Walden Announces Bipartisan Agreements on FCC Process Reform and Legislation to Improve Federal Spectrum Use
WASHINGTON, DC – Communications and Technology Subcommittee Chairman Greg Walden (R-OR) today announced that members of the subcommittee have reached bipartisan agreements on both the FCC Process Reform Act and the Federal Spectrum Incentive Act, Both pieces of legislation are set to be considered at this week’s full committee markup.
Chairman Walden and Subcommittee Ranking Member Anna Eshoo (D-CA) today submitted an amendment in the nature of a substitute to H.R. 3675, the Federal Communications Commission Process Reform Act. The amendment represents a bipartisan compromise that presents the commission with a framework to bring additional transparency and predictability to the FCC. It also contains some statutory provisions including changes to the sunshine rules and a permanent exception to the Antideficiency Act for the federal Universal Service Fund.
“For the last three years this subcommittee has diligently worked to improve the transparency and predictability of FCC processes,” explained Walden. “I am pleased that we were able to achieve a bipartisan consensus on a path forward to give consumers and businesses with matters before the commission a more transparent and certain process.
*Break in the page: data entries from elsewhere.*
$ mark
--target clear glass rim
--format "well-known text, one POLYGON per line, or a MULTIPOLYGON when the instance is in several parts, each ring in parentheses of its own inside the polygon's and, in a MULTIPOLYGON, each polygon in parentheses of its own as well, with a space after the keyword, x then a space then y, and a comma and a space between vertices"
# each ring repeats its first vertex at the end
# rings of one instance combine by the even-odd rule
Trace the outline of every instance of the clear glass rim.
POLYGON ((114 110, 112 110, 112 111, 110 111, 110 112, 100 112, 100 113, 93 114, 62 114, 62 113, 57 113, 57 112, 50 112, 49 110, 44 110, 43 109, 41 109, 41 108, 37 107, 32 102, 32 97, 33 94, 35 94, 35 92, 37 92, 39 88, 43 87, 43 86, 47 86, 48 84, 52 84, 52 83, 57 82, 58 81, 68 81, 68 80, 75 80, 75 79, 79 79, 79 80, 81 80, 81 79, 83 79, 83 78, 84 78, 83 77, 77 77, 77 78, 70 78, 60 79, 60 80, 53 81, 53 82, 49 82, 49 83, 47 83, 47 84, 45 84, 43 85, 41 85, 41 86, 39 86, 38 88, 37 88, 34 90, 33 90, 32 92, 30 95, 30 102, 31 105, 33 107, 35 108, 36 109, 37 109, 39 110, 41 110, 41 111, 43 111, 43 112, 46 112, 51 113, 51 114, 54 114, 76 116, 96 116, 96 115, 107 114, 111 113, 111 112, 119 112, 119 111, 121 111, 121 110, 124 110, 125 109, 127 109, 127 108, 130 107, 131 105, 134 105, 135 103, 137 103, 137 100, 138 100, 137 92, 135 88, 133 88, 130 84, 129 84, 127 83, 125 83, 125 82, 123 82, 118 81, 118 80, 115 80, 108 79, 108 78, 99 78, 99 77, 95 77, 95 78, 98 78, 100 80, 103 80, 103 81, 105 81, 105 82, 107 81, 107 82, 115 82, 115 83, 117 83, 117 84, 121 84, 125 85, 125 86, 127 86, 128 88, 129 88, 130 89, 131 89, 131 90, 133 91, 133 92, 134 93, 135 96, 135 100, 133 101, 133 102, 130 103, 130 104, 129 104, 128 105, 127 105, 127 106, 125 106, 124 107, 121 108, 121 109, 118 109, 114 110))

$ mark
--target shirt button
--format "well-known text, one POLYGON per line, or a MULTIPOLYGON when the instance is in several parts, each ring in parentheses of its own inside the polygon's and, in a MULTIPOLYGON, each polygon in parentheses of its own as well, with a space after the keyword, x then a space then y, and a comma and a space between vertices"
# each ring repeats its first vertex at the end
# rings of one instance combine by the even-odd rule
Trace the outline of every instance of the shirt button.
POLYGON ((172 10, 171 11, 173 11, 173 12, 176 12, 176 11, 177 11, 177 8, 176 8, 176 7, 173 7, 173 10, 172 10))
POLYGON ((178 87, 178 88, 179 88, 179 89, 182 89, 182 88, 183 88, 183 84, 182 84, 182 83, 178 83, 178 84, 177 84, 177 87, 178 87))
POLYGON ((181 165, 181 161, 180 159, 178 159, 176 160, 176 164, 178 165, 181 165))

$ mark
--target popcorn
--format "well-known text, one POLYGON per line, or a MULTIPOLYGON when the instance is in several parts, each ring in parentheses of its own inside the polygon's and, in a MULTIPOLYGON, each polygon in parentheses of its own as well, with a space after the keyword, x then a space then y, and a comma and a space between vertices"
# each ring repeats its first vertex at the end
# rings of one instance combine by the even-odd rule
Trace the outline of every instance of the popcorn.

I thank the minority for their work on this important piece of legislation and look forward to the Senate’s prompt action on this bipartisan effort to boost transparency.”
The committee will also consider H.R. 3674, the Federal Spectrum Incentive Act, authored by Reps. Brett Guthrie (R-KY) and Doris Matsui (D-CA), which creates a new path for government spectrum users to relinquish spectrum and receive a portion of net auction revenues instead of relocation costs. Guthrie and Matsui are co-chairs of the subcommittee’s bipartisan Federal Spectrum Working Group, which continues to examine how the federal government can use the nation’s airwaves more efficiently.
“By providing an incentive for government users to more efficiently use spectrum by sharing in some of the financial benefits, this bipartisan legislation is yet another example of our members working together to promote innovation and create jobs by helping provide additional spectrum to meet consumers demand for more wireless broadband,” said Walden. “I thank Reps. Guthrie and Matsui, the co-chairs of the Subcommittee on Communications and Technology’s working group, for their leadership on this issue and for introducing the bill."